1 of 6
Stormy Sweitzer
Stormy Sweitzer, an instructor at ChefHangout.com, prepares her kitchen for a course through Google+ hangouts.

Two Utah food bloggers are helping to launch a worldwide virtual cooking school by taking their talents to Google+ hangouts.

Krista Dearden of BudgetGourmetMom.com and Stormy Sweitzer of Maoomba.com are among two dozen chefs across the globe who have joined to create ChefHangout.com, an online cooking school that allows teachers and students to make meals together from the comfort of their own homes.

“I don’t see a better way to teach,” Sweitzer said of the “hangout” feature of the social media site Google+, which allows up to 10 people to interact through their Web-enabled cameras. “There is broader reach through this technology. I had students last week who were from Canada and the East Coast. As a teacher you’re not limited to the Utah market.”

Joe Saad, owner of ChefHangout.com, approached the two women during the beta testing of Google+ when he saw the power of the social network to allow food lovers to engage in conversation, sharing and video interaction. Sweitzer, who had been blogging about food since 2009, immediately latched onto the idea.

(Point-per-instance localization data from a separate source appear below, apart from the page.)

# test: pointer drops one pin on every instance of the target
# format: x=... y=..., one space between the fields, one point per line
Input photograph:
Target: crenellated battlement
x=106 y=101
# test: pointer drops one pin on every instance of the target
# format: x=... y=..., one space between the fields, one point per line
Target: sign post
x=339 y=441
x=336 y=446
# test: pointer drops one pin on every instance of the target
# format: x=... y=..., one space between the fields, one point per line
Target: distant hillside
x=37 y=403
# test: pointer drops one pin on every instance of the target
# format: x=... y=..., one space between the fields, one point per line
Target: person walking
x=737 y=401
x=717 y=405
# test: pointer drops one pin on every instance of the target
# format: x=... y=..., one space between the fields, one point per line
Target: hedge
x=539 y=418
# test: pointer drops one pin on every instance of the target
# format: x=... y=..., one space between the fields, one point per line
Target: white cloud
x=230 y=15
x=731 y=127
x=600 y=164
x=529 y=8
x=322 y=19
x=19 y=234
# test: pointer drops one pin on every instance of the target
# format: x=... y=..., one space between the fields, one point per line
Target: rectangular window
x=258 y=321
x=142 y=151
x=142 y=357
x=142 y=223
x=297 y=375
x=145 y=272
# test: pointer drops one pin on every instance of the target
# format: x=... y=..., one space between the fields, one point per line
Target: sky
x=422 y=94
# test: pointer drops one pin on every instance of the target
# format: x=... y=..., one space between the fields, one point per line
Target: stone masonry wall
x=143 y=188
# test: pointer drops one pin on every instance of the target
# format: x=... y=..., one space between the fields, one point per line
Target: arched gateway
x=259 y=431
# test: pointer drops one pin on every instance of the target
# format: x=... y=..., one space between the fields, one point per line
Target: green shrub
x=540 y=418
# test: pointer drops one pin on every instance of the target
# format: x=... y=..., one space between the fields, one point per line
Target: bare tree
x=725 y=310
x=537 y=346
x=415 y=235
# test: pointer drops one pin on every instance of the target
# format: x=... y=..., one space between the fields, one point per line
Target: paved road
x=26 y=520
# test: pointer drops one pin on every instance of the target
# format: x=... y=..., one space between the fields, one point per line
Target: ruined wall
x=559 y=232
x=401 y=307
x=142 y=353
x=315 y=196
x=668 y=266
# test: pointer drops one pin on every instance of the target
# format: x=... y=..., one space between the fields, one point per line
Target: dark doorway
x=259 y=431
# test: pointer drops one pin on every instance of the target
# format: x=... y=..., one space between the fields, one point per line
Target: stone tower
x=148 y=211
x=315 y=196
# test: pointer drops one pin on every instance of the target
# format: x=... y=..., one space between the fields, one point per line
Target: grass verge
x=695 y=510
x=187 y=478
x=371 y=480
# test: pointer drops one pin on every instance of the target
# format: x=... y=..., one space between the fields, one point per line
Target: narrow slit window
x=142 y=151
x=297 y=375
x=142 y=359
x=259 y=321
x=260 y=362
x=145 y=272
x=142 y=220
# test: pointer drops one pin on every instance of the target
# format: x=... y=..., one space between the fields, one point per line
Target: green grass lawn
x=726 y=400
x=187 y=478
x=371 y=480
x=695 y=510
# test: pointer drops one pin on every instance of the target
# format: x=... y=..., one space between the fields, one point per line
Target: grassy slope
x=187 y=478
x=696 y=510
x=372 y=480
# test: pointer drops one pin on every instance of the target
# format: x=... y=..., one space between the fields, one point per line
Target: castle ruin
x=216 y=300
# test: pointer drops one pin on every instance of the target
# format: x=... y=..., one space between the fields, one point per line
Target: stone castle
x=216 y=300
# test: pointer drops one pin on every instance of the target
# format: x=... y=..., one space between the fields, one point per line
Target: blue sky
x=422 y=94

“(Google+) is growing like crazy, and unlike Facebook or Twitter, it’s interest-based. I don’t know most of the people I teach, but I do know that we have a lot in common,” she said.

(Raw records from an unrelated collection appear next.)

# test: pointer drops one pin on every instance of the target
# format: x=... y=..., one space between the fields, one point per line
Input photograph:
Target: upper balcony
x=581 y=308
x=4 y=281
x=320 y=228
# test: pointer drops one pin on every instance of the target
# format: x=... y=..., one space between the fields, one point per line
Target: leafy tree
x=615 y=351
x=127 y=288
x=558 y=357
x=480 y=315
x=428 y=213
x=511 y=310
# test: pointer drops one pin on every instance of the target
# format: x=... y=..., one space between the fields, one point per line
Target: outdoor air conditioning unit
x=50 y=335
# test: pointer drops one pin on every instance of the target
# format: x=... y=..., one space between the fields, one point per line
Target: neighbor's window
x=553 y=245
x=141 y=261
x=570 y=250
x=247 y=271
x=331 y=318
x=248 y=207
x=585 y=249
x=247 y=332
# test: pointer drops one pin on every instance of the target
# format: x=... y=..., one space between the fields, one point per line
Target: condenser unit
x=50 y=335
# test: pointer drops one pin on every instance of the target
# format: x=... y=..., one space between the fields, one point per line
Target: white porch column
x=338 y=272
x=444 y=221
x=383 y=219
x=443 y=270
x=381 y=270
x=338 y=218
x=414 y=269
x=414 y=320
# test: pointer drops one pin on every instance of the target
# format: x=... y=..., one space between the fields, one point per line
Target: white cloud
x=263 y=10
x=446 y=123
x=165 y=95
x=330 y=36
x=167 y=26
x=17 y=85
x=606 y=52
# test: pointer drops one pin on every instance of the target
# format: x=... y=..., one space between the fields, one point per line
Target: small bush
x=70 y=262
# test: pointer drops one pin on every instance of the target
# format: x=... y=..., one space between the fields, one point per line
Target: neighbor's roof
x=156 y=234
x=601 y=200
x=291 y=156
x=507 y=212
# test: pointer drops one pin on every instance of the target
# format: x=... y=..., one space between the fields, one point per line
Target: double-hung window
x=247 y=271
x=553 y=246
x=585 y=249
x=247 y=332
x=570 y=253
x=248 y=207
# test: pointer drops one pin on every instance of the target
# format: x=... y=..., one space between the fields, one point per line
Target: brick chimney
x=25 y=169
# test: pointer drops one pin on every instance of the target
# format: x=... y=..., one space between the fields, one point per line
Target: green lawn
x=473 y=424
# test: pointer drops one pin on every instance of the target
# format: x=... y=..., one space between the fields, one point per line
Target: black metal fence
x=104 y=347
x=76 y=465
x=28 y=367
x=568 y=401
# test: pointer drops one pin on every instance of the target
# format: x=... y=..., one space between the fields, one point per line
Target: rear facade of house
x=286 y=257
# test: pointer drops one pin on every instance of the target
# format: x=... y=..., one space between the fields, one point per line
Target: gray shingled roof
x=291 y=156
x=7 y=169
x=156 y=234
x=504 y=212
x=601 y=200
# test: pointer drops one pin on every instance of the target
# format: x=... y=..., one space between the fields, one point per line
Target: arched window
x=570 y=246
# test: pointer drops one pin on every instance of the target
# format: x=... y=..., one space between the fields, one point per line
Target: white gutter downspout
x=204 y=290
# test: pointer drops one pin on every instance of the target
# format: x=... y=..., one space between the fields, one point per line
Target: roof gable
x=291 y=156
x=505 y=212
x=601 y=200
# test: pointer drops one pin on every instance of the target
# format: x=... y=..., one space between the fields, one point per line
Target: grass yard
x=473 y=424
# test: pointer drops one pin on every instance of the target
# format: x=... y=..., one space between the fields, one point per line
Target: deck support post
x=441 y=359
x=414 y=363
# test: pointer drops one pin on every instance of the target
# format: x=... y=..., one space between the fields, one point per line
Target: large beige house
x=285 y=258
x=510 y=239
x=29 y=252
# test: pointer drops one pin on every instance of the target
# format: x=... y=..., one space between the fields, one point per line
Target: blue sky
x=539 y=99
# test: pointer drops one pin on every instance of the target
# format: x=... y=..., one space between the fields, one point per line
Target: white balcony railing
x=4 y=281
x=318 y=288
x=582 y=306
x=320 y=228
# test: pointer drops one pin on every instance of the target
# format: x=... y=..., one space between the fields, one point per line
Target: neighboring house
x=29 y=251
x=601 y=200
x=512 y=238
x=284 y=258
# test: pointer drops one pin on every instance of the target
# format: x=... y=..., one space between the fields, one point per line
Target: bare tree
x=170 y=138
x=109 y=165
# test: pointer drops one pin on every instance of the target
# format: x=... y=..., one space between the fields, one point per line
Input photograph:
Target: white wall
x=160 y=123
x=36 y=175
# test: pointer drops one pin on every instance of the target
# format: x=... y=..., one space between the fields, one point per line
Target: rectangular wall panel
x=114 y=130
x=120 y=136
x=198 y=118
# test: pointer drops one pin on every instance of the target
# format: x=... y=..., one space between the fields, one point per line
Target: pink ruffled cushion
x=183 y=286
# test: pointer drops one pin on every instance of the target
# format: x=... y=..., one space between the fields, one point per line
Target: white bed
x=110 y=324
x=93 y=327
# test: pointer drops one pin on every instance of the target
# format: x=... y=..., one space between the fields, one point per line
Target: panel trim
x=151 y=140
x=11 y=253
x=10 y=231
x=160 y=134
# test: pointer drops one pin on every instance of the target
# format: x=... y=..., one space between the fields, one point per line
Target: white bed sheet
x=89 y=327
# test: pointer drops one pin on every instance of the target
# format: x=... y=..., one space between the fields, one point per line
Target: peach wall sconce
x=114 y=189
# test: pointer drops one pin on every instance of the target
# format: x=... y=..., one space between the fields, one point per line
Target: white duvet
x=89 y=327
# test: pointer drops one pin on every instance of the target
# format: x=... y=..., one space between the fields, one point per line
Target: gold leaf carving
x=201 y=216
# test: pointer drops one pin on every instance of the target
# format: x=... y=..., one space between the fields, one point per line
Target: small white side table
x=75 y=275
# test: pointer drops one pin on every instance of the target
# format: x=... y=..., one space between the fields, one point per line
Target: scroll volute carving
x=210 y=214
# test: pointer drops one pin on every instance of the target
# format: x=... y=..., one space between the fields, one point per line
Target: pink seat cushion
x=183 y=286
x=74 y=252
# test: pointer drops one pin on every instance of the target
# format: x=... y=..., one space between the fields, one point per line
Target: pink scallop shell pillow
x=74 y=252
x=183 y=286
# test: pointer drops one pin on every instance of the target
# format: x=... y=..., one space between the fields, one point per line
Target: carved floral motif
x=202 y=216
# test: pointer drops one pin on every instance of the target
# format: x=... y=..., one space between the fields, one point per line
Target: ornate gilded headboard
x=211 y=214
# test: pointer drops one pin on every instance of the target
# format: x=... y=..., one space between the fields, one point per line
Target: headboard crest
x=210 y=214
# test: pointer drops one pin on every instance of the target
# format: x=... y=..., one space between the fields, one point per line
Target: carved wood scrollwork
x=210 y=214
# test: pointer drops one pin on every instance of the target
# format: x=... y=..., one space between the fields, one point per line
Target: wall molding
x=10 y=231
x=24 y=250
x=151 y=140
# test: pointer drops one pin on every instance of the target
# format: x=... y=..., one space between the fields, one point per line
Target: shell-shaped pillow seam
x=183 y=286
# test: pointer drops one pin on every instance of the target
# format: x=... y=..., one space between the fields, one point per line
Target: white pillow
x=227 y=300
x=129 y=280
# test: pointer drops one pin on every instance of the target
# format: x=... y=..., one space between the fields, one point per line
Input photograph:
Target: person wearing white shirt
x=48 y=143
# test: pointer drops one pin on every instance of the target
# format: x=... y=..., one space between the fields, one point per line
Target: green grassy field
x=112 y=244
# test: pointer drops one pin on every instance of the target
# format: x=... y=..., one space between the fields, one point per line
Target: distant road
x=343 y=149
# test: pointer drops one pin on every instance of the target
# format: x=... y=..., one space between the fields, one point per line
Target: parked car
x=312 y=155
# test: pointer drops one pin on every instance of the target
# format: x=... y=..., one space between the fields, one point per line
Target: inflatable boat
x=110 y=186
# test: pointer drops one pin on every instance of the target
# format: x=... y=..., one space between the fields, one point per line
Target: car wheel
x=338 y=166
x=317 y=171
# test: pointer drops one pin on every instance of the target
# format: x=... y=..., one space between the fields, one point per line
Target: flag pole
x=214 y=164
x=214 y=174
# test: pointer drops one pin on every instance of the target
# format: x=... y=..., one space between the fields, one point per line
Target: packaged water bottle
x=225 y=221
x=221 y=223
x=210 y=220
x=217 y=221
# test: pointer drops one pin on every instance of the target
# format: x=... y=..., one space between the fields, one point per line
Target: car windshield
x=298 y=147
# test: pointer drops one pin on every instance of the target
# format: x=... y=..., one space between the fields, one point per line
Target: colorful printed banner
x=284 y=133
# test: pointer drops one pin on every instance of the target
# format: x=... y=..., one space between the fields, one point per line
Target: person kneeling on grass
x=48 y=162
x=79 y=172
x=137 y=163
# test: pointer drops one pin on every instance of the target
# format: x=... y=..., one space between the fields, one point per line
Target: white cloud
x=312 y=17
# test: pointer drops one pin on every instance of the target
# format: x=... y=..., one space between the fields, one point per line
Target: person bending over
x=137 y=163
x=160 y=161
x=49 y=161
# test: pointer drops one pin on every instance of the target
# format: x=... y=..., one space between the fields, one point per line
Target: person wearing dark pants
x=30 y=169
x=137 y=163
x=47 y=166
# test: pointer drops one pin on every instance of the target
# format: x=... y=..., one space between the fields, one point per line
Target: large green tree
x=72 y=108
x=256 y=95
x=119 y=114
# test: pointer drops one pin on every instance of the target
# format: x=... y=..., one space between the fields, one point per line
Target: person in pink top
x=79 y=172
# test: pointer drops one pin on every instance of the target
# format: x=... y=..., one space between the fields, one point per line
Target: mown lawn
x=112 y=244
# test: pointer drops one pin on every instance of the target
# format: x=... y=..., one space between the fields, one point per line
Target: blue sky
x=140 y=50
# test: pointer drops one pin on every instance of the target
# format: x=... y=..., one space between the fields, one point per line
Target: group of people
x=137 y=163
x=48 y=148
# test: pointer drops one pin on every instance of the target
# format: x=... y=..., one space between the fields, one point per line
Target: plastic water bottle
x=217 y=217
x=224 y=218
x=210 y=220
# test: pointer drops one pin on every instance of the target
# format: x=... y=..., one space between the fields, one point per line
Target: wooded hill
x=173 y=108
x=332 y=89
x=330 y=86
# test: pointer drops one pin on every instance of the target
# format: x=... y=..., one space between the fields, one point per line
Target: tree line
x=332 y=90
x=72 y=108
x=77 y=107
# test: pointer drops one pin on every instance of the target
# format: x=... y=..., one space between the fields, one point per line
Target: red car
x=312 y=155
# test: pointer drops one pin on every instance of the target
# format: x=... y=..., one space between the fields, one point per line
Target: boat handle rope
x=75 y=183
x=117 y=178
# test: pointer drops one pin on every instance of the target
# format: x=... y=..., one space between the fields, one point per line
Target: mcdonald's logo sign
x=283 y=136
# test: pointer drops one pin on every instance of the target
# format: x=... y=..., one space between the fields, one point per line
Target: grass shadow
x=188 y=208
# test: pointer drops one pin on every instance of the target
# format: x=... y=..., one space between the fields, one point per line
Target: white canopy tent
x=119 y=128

Dearden explained that the capabilities of Google+ hangouts extend far beyond the technological mediums cooking teachers have been using in the past, like YouTube and her own food blog.

“It’s like nothing that is out there. It’s completely interactive. If a student has a question, I can answer it immediately, right then and there, and I can also tailor what I’m teaching to any student’s skill level.”

Dearden also noted that the use of Google+ hangouts is re-creating a staple of American culture: the family dinner.

“Dinner is a family meal, and I’m passionate about sharing it,” she explained. “People who have families who live across the country can take the cooking class together. Then, after the class, I can hop out of the hangout and those three brothers who live in different parts of the world can sit down and eat together and talk and share a meal. It’s powerful.”

Sweitzer has also seen family interactivity in the classes she’s taught. “Usually there will be one particular family member interested in taking the class, but a lot of times they will have their children and spouse there in the kitchen and they can learn together and help each other. It’s very social.”

ChefHangout.com, which launched this month, provides more than 60 classes, ranging from skill classes such as knife skills to specialties like vegan, Cajun, Italian and Malaysian. Dearden offers weekly classes for kids as well as a “Once a Week Cooking” course, in which students make seven meals that freeze well and can quickly be prepared throughout the week. Sweitzer focuses on gluten- and dairy-free cuisines, offering classes that draw on her Mexican heritage, a simple one-bowl meal formula, and an impromptu “Friday Night Fridge Find” class.